JOHNS CREEK—After the screening of “An American Tail” at the 2011 Atlanta Jewish Film Festival, director Don Bluth and producer Gary Goldman took questions from the audience.
Jasmine George, 8, said she wanted to be an animator.
“How old are you now?” Bluth asked.
Upon learning her age, Bluth said that animation literally means “to bring life”. As a future animator, Bluth said he did not think George would be literally creating life but, rather, the illusion of life.
“You have to take screen time to let the characters think,” Bluth said.
He cited the film “Bambi”. In one part, the rabbit Thumper comments on Bambi being wobbly. His mother asks him what his father told him. After asking what time his father told him something, Thumper thinks for a moment before saying he was told if he cannot say something nice, not to say anything at all.
“You watch this little rabbit think,” he said.
When asked how many people it took to make “An American Tail,” Goldman said around 1,000 people were involved. This included 100 sound personnel and 250 artists.
When asked if it was possible the characters from the film would be depicted as human beings rather than mice, Bluth said it is easier to teach lessons using animals rather than humans. Using human characters risked putting audience members on the defensive.
Sitting with Bluth and Goldman at the front of the theater was Eddy Von Mueller, a lecturer in media studies at Emory University.
“I teach a class in animation history,” he said.
He said Dr. Matthew Bernstein, the chair of film and media studies at Emory, serves as the co-chair of the festival. He brought Von Mueller on board because he knows how much Von Mueller appreciates animation.
“This is a huge treat,” Von Mueller said. “I’ve been watching these guys work for many, many years.”
He said “An American Tail” was the first time someone had seriously tried to compete with Disney.
“If you don’t have competition, you don’t have any incentive to excel,” he said.
He said the film was a game-changer. Now, there are many companies producing feature-length animation, not just Disney.
Bernard Schoenfeld, a visitor from Emerson, N.J., spoke to Bluth after the film.
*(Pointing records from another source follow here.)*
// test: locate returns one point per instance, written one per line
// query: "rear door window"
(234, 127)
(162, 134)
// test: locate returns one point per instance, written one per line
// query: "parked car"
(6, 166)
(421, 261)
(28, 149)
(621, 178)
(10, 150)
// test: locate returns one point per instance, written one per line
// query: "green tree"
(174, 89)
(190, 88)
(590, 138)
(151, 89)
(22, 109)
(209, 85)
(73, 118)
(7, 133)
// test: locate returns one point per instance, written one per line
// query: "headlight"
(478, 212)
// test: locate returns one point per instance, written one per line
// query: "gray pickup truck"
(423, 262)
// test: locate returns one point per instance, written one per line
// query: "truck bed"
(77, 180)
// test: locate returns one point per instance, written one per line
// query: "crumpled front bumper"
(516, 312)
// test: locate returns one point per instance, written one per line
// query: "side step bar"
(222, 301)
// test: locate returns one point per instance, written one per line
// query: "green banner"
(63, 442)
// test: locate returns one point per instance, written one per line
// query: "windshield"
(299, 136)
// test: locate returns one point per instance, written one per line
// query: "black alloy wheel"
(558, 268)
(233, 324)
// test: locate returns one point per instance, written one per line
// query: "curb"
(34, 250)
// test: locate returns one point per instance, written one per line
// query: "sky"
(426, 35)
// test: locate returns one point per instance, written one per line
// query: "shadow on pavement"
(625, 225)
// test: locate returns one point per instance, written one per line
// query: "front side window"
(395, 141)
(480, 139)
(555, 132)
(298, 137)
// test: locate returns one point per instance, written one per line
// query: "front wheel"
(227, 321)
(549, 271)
“My daughter bought tickets for this more than a month ago,” he said.
Schoenfeld said younger children view this as another animated movie, but older viewers can recognize deeper aspects to it. The cats that drive protagonist Fievel’s parents out of Russia, for instance, are analogous to the Cossacks persecuting the Jews.
“It’s not just the Jews going to America,” he said. “You have Irish, you have Italians. People came here for freedom.”
He said he took his daughters and son to see the film when it first played in the theaters and now took his grandchildren.
“This is my second time, and I haven’t seen it since,” he said.
He pointed out that “Somewhere Out There,” one of the major songs in the film, has been a major hit for decades.